Smart Potential with Atomistic Rare Events and Continuous Learning
For More Information, Please Visit SPARC Documentation.
Try SPARC Tutorial
SPARC is a Python package build around the ASE wrapper that implements an automated workflow of developing machine learning potential for reactive chemical systems. It automates the process of identifying new structures in the configurational space without having to run initial ab-initio MD simulations. SPARC is designed to work seamlessly within the Python framewrok to efficiently improve ML model.

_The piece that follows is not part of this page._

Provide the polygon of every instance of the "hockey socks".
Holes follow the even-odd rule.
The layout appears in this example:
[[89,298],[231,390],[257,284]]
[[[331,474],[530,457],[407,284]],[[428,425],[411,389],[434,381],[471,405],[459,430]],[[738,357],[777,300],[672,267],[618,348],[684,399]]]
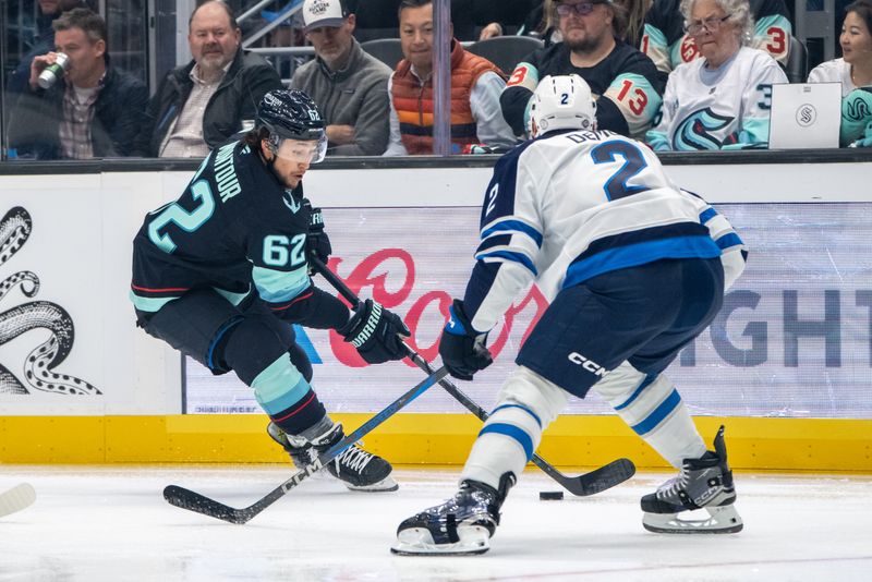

- Automated active learning workflow
- Ab initio molecular dynamics (AIMD) using VASP and CP2K
- Machine learning potential training with DeepMD-kit
- ML/MD simulations and iterative model refinement
- Monitor atomic force deviations and query-by-committee to identify new configurations
- Reactive trajectory generation with PLUMED integration
- Python 3.xx
- DeepMD-kit (version: 2.2.10)
- ASE (Atomic Simulation Environment)
- VASP (First-Principle Calculations)
- PLUMED (PES Exploration)
- numpy
- pandas
- dpdata
- cython
- pandoc
- nbsphinx
- Create and activate a conda environment:
conda create -n sparc python=3.10
conda activate sparc- Use any of following methods to install Deepmd-kit:
pip install deepmd-kit[gpu,cu12]==2.2.10conda install deepmd-kit=2.2.10=*gpu libdeepmd=2.2.10=*gpu lammps horovod -c https://conda.deepmodeling.com -c defaults- Clone repository and install pacakge:
git clone --depth 1 https://github.com/rahulumrao/sparc.git
cd sparc
pip install .Note
Some Collective Variables (CVs), such as Generic CVs (e.g., SPRINT), are part of the additional module and are not included in a standard PLUMED installation. To enable them, we need to manually install PLUMED and wrap with Python environment:
- Install PLUMED:
Download PLUMED package from the website, and install with the following flags (make sure conda env is active):
./configure --enable-mpi=no --enable-modules=all PYTHON_BIN=$(which python) --prefix=$CONDA_PREFIX
make -j$(nproc) && make installRefer to the official PLUMED installation page for more details.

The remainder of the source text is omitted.